Sus pulmones no podían contener más aire.
Su pulso era firme y se concentraba en no permitir al arma temblar ni un solo instante bajo sus dedos largos y pálidos, pero era aquella máxima concentración la que la hacia temer soltar el aire y hacer ruido en el proceso con el sensible área en el que se encontraba.Oía con atención la maleza frente a ella removerse, aún seca después de haber salido del caluroso verano.
Cargaba su lanza con su mano dominante, la izquierda, pero por supuesto, ambas manos participaban en el proceso, con la derecha guiando la dirección en la que avanzaría.
Había aprendido a apreciarlas por igual a la hora de utilizar la lanza, aunque el sentimiento de qué su mano izquierda era lo más importante para ella. No creía poder vivir sin ella.De la misma forma en la que solo disponía de una mano izquierda de la que dependía, solo disponía de una lanza rudimentaria. Pero era todo el arsenal que necesitaba.
No disponía de arco, menos de ballesta, no sólo por lo difícil remplazar flechas si llegase a fallar, o porque el entrenamiento con el arco tomaba décadas si uno deseaba ser verdaderamente eficiente al usarlo, sino porque además, cuando su padre intentó instruirla utilizando arcos prestados cuando era pequeña, a menudo las flechas terminaban perdidas en algún lugar de aldea, y tenía qué ir a buscarlas de mala gana.
Quizás por aquellas experiencias no llegó a sentir la conexión qué sentía con su lanza.Su lanza, Acechadora como la había apodado de pequeña pues siempre parecía encontrarla a ella antes que ella a el arma, era de madera pulida con hierro incrustado en su cenit, cortesía del herrero del poblado.
Había pertenecido a su padre antes que a ella, pero siempre que la había dejado desatendida, ella aprovechaba para jugar con ella y tallar su superficie lo que el aburrimiento le exigiera.
Con el tiempo, su padre tuvo que aceptar que la lanza ya no le pertenecía, o quizás le avergonzaba andar por ahí con una arma tan variopinta.Aquélla no era una simple caza para ella, sino prácticamente un ritual de índole religiosa.
El instante de silencio cuando una presa tan diminuta era inconsciente de lo que se le venía encima, mientras dependía completamente de la habilidad del cazador el sí vivía o no, era un momento similar como para aquéllos se disponían con un gran poder, uno que le daba autoridad, como la de un rey sobre un súbdito.
Aunque para la autoridad, sus acciones conllevaban responsabilidades, mientras que para Yaiba Ventora, era más una necesidad.Soltó el aire ya sucio que contenía sus pulmones, así permitiendo a sus músculos tomar la potencia con las qué usar su lanza.
Jadeó unos instantes al escuchar la maleza atravesada por su furia aún resolviéndose.
Luchó unos instantes más hasta qué finalmente hubo paz bajo los arbustos.Una coneja más iba a la bolsa.
Grandes bestias como jabalís no se veían después de la guerra con su caza en exceso, menos con el fin de las épocas de clima cálido, causando que viajen largas distancias buscando alimento.

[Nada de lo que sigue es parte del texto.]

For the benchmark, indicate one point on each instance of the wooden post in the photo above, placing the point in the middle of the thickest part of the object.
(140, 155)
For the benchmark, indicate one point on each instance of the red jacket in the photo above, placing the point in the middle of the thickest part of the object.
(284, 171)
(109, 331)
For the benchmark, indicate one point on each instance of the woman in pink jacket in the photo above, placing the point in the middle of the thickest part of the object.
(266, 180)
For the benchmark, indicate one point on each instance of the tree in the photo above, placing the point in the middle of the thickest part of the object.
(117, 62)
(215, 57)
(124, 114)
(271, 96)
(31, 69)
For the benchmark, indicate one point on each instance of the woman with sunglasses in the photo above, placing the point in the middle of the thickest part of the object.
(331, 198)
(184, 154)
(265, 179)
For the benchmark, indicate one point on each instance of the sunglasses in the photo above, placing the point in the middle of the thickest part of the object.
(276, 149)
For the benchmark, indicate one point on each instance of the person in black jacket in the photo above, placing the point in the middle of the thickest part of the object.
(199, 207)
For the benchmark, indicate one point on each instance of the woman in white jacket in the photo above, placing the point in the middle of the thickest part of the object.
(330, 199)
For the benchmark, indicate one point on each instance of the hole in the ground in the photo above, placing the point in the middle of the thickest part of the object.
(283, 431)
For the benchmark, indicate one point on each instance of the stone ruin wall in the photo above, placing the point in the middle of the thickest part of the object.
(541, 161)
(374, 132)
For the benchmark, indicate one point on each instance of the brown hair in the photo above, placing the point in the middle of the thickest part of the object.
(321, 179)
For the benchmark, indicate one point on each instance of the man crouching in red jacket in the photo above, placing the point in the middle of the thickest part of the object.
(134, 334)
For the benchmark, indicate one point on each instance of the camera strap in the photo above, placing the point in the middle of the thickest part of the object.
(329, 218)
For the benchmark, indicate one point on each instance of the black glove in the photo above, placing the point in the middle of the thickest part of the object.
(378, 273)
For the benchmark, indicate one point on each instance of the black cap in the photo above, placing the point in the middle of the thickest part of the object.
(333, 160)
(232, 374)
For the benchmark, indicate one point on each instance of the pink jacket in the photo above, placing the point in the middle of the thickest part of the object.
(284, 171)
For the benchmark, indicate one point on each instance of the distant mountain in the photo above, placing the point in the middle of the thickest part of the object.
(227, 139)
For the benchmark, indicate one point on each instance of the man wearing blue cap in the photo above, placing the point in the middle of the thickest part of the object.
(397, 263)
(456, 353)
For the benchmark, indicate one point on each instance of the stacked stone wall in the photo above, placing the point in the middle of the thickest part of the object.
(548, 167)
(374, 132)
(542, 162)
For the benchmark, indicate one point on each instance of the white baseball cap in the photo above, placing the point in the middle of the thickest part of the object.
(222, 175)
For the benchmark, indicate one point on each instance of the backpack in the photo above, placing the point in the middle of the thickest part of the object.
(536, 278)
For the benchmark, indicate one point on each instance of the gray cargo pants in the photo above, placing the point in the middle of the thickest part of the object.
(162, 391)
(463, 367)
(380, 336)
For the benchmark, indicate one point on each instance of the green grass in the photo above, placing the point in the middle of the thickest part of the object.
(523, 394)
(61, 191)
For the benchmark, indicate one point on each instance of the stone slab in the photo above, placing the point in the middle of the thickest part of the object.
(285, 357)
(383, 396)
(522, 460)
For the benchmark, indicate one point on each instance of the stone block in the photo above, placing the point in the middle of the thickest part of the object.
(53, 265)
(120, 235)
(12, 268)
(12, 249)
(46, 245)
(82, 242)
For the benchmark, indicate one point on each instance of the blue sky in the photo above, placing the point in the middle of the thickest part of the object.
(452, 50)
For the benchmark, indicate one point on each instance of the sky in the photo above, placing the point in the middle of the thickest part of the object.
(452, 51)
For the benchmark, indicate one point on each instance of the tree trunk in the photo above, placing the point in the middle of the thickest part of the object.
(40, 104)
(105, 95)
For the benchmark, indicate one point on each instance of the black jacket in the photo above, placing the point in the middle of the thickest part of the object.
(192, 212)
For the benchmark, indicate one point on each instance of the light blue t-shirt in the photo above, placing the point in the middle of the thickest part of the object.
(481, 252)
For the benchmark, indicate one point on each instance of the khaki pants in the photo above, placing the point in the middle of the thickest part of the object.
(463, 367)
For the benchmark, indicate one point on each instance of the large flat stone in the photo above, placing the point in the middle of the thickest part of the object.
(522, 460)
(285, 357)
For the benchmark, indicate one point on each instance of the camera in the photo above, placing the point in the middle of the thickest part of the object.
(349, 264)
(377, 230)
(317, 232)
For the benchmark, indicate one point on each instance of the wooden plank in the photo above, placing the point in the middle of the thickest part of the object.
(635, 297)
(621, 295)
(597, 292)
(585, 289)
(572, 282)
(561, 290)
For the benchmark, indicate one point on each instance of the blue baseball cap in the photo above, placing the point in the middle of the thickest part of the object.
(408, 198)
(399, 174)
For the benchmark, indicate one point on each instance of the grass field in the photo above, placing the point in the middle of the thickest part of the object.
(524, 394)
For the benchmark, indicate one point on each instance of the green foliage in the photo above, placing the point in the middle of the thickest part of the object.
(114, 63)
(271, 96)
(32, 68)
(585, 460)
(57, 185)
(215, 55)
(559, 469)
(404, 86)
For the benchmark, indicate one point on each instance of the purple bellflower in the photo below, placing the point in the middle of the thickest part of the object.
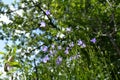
(59, 60)
(42, 24)
(45, 48)
(47, 12)
(45, 59)
(93, 40)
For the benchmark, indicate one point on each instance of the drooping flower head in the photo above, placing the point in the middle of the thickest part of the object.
(45, 48)
(68, 29)
(83, 45)
(80, 42)
(42, 24)
(45, 59)
(67, 50)
(59, 60)
(47, 12)
(93, 40)
(59, 47)
(71, 44)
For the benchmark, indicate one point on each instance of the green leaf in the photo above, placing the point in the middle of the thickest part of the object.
(15, 64)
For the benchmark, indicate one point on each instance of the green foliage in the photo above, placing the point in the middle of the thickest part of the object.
(63, 39)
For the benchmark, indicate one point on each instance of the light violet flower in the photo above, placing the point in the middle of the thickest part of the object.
(80, 42)
(47, 12)
(93, 40)
(59, 60)
(53, 46)
(83, 45)
(68, 29)
(59, 47)
(45, 48)
(66, 51)
(71, 44)
(45, 59)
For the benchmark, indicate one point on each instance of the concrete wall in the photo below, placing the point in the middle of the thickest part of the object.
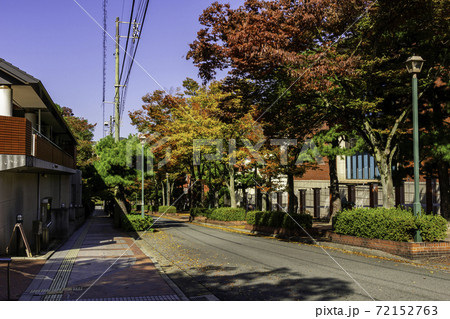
(18, 194)
(22, 193)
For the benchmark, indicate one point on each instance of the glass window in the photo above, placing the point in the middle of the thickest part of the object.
(361, 166)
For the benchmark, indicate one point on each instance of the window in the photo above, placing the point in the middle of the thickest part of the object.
(361, 166)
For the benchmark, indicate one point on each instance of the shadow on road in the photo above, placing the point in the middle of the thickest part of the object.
(229, 283)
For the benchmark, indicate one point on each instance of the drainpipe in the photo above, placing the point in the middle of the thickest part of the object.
(5, 100)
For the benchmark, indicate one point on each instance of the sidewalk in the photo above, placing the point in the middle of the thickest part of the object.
(99, 262)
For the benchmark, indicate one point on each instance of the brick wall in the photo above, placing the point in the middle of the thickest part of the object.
(15, 136)
(318, 173)
(404, 249)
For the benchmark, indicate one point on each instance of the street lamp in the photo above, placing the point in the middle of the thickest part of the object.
(414, 66)
(142, 138)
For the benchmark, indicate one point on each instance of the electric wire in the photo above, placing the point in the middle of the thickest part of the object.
(140, 19)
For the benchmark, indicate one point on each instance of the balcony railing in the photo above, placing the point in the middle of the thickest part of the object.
(17, 137)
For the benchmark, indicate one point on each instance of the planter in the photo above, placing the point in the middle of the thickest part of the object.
(408, 250)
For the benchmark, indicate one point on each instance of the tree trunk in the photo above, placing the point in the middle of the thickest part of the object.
(335, 196)
(444, 188)
(231, 186)
(163, 193)
(384, 164)
(292, 199)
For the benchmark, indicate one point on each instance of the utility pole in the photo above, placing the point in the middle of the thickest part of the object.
(117, 86)
(168, 198)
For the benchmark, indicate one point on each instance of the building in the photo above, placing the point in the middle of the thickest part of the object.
(38, 175)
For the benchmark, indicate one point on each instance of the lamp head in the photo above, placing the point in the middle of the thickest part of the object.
(414, 64)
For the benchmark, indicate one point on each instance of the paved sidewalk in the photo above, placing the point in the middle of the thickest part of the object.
(99, 262)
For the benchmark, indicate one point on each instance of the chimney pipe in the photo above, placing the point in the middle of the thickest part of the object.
(5, 100)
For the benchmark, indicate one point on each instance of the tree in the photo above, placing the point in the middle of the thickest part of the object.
(191, 125)
(84, 133)
(347, 65)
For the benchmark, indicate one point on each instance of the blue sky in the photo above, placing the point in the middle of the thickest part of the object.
(57, 42)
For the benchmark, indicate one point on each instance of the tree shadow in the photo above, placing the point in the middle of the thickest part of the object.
(232, 284)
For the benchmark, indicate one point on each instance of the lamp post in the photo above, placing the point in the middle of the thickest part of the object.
(414, 66)
(142, 139)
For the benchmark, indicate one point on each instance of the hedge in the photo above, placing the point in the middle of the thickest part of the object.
(432, 227)
(136, 222)
(227, 214)
(167, 209)
(279, 219)
(395, 224)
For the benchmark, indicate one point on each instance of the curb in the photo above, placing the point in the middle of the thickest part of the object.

Pero aquélla coneja no debía menospreciarse, pues pese a su tamaño, curaría la hambruna de varios días, al menos para ella.
Quizás con un poco de suerte, podrían intentar atraer fauna del sur en un par de semanas.
Sería una expedición larga, pero con las necesidades cada vez más crecientes del pueblo, iban a tener qué hacerlo o de lo contrario, no sería la guerra lo qué acabase con ellos.Recogió su premio y lo guardó en una pequeña bolsa de cuero sujeta a su cadera. Y de allí donde tomó vida, lanzó una semilla próxima al arbusto.
Era dudoso que llegase a crecer, o siquiera nacer como diminuta planta, dada la falta de lluvias, y pronto llegaría la época donde la vegetación se volvía de un calor anaranjado.